O maior cineasta da história: Stanley Kubrick, o infalível

Atualizado em 7 de maio de 2014 às 1:48

 

o jovem fotógrafo Stanley Kubrick
o jovem fotógrafo Stanley Kubrick

“Você acha que nós erramos em não colocar Charlie Chaplin em primeiro?”

Essa pergunta foi feita a Diego Marques, um dos seis especialistas que eu ouvi para descobrir quais foram os maiores cineastas da história. Diego é cinéfilo doente, crítico de cinema do El Hombre e diretor de dublagem. (Vou contar uma coisa que ele vai odiar: é dele a voz de “Dennis, O Pimentinha”).

“Não, não! Kubrick!”

Estávamos no Vianna, um bar em Pinheiros, São Paulo, cheio de espelhos. Por um deles vi sua expressão. Era daquelas como se eu estivesse louco em questionar.

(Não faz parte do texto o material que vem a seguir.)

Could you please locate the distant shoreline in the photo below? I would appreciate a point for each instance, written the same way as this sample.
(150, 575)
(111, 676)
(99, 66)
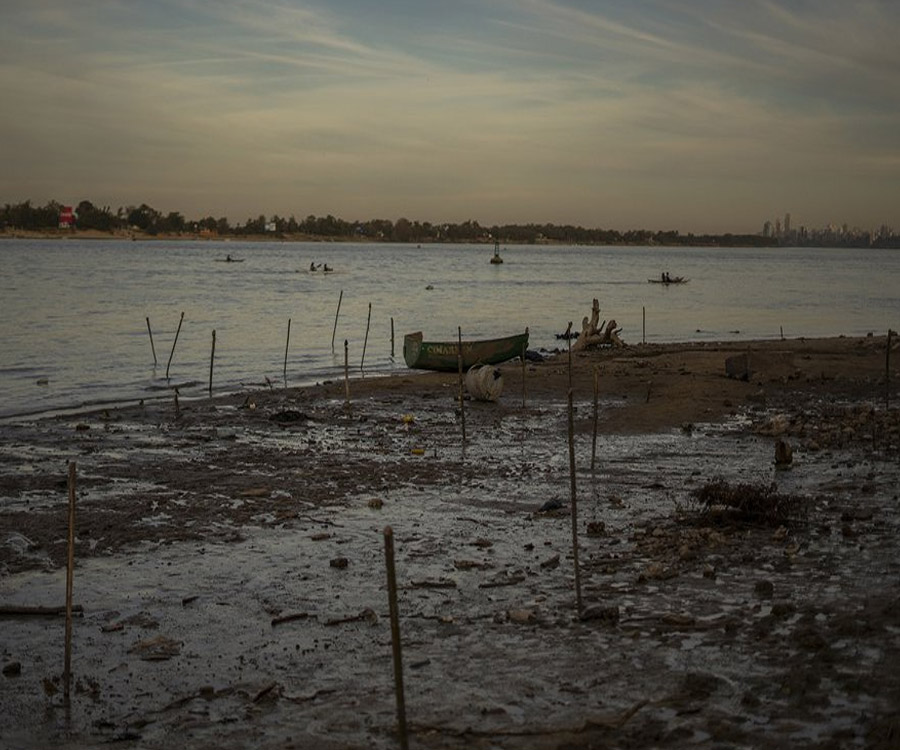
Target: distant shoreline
(138, 236)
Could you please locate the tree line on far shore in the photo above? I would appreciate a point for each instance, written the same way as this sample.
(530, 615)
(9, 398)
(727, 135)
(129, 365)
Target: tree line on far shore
(147, 220)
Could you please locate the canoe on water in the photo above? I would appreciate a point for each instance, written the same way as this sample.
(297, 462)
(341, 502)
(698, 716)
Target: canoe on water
(442, 355)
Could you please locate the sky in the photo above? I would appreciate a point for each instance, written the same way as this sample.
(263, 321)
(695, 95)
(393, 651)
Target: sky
(688, 115)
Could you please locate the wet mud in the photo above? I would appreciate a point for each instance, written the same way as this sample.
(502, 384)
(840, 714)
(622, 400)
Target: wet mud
(231, 563)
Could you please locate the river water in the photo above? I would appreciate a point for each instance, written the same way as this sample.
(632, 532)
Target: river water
(74, 314)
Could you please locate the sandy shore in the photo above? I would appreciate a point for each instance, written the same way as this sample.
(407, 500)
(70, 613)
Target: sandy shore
(200, 525)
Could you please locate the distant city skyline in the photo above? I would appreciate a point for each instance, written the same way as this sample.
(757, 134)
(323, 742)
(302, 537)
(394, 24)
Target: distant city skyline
(700, 116)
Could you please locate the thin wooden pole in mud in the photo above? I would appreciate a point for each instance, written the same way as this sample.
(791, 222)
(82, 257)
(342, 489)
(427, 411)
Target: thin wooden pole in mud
(346, 374)
(152, 348)
(524, 351)
(462, 403)
(395, 635)
(286, 345)
(887, 372)
(70, 577)
(334, 330)
(596, 410)
(574, 504)
(172, 353)
(366, 339)
(212, 357)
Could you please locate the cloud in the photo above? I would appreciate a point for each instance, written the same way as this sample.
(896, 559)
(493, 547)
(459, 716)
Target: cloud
(522, 110)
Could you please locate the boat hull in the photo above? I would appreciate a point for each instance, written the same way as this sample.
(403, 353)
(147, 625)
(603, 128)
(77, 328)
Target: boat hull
(443, 355)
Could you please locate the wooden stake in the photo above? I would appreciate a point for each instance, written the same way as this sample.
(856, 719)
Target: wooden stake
(172, 353)
(152, 348)
(70, 577)
(346, 374)
(574, 504)
(596, 410)
(366, 339)
(335, 319)
(212, 357)
(286, 345)
(887, 372)
(462, 404)
(524, 351)
(395, 636)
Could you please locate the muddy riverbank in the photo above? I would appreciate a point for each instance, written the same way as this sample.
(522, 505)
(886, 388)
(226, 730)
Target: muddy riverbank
(231, 560)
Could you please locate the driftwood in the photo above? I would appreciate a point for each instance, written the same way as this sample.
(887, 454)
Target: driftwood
(596, 334)
(17, 611)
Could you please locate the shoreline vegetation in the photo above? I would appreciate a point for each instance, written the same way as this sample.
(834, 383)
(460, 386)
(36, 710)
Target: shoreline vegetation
(636, 238)
(86, 221)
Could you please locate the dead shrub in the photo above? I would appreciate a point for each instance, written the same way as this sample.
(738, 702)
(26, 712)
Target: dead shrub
(759, 504)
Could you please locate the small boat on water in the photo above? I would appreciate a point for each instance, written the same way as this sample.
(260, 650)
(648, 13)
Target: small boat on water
(442, 355)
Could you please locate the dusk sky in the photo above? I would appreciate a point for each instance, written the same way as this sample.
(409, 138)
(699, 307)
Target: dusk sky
(695, 115)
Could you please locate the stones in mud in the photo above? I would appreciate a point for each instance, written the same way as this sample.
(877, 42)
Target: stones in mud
(656, 571)
(551, 563)
(738, 367)
(608, 614)
(521, 616)
(288, 416)
(764, 589)
(784, 454)
(158, 648)
(551, 505)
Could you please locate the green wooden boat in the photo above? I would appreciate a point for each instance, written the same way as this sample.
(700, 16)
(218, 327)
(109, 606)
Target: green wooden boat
(442, 355)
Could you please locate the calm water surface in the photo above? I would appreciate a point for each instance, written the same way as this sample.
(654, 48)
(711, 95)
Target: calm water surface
(73, 315)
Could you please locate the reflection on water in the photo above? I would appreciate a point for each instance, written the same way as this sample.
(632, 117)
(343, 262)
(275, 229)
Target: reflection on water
(74, 313)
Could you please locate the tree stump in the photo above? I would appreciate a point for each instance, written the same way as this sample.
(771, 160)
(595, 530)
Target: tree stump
(595, 334)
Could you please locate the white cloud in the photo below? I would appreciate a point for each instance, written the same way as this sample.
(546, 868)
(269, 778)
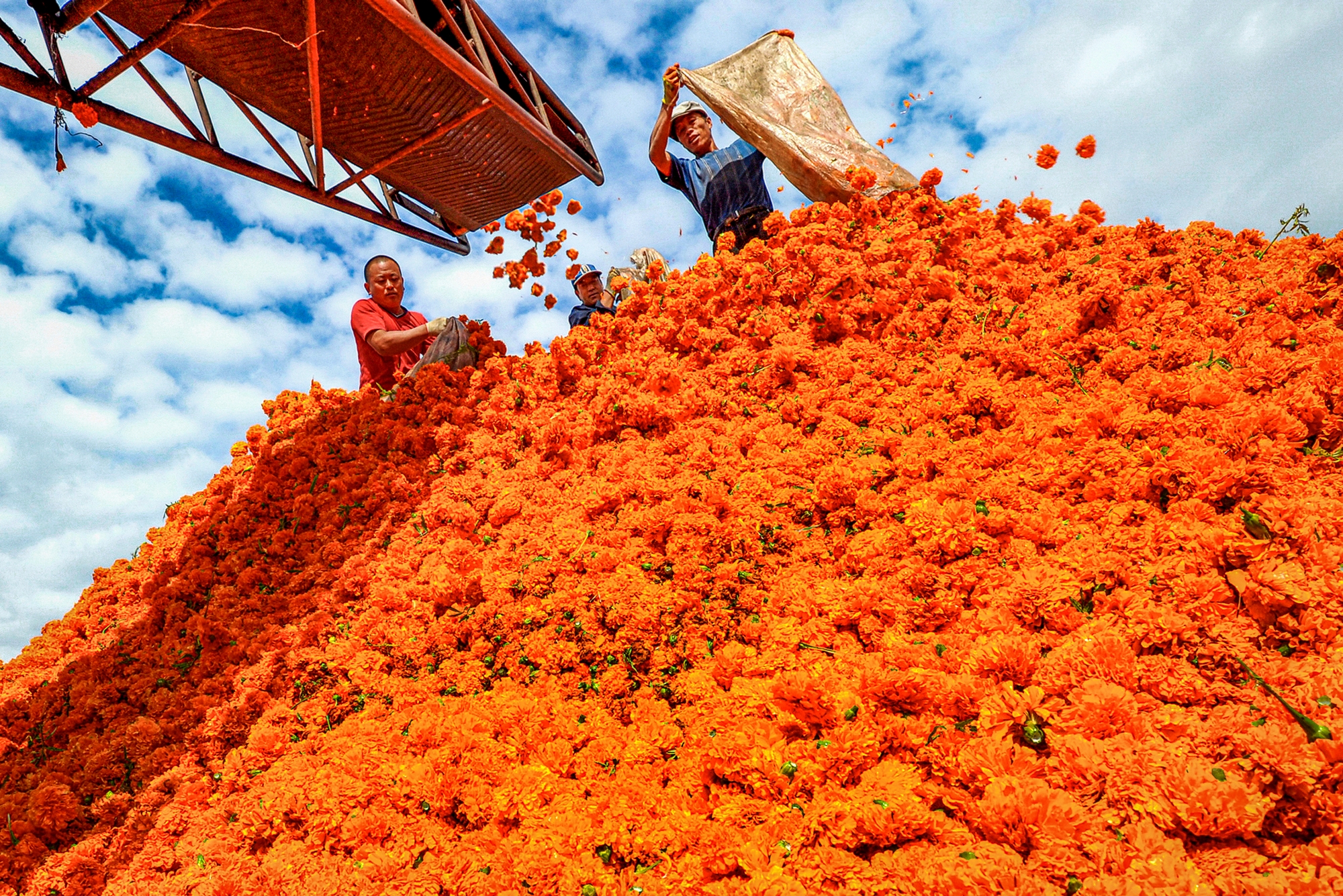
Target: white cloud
(213, 293)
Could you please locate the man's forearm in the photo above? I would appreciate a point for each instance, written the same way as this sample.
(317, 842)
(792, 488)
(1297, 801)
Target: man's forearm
(387, 342)
(659, 142)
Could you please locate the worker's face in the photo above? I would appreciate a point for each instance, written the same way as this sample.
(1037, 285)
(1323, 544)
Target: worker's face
(386, 286)
(695, 132)
(589, 289)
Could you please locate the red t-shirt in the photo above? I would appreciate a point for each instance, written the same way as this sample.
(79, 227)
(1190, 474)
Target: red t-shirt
(369, 317)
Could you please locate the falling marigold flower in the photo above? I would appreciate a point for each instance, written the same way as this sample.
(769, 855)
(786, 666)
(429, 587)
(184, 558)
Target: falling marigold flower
(87, 114)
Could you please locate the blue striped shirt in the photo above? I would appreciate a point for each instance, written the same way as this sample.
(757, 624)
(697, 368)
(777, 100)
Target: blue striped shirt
(722, 183)
(581, 313)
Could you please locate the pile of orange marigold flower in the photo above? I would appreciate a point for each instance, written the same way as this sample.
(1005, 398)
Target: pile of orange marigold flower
(923, 549)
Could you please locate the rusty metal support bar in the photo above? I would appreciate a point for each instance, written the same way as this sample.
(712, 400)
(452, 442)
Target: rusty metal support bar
(49, 38)
(206, 121)
(480, 44)
(56, 95)
(315, 94)
(150, 79)
(457, 32)
(307, 145)
(515, 110)
(387, 195)
(508, 67)
(549, 95)
(76, 12)
(414, 146)
(537, 99)
(21, 48)
(416, 208)
(275, 144)
(187, 16)
(362, 184)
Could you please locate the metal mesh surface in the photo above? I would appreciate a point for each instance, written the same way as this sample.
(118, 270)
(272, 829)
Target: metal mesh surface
(385, 81)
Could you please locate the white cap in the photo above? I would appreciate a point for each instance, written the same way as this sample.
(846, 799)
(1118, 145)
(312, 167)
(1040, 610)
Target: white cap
(684, 109)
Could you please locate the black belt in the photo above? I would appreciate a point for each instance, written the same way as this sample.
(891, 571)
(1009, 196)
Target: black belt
(737, 217)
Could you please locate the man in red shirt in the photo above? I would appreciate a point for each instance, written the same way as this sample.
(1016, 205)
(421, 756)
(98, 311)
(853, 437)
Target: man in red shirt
(390, 338)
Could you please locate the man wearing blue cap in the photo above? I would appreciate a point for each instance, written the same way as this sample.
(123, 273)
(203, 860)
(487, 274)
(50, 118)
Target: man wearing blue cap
(594, 299)
(725, 185)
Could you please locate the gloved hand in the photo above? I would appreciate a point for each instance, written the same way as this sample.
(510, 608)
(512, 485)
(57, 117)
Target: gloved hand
(671, 85)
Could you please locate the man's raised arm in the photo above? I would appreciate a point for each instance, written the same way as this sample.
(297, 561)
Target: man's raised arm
(663, 128)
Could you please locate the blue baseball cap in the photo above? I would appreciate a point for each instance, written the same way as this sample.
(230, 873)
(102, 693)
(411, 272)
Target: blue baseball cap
(582, 272)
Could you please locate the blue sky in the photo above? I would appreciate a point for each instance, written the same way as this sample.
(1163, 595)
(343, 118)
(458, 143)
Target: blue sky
(154, 302)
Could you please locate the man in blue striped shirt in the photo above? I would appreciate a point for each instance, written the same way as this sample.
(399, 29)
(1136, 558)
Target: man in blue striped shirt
(725, 185)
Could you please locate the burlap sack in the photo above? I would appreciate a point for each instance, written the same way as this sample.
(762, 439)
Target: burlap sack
(774, 98)
(641, 262)
(451, 348)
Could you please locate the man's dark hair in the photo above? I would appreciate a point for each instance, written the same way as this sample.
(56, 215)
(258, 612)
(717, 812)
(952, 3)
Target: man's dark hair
(379, 258)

“Kubrick tem dois filmes entre os maiores ícones do cinema: ‘2001: Uma Odisseia No Espaço’ e ‘Laranja Mecânica’”, ele argumentou.

“Quais são os outros?”

“Ah, o que o pessoal fala são esses dois, ‘Cidadão Kane’, ‘O Poderoso Chefão’ I e II…”

Diego ia continuar, mas o interrompi.

“Mas esses dois são do Coppola”.

“É, mas já viu a quantidade de lixo que o Coppola já fez? O Kubrick teve uma carreira muito mais estável”.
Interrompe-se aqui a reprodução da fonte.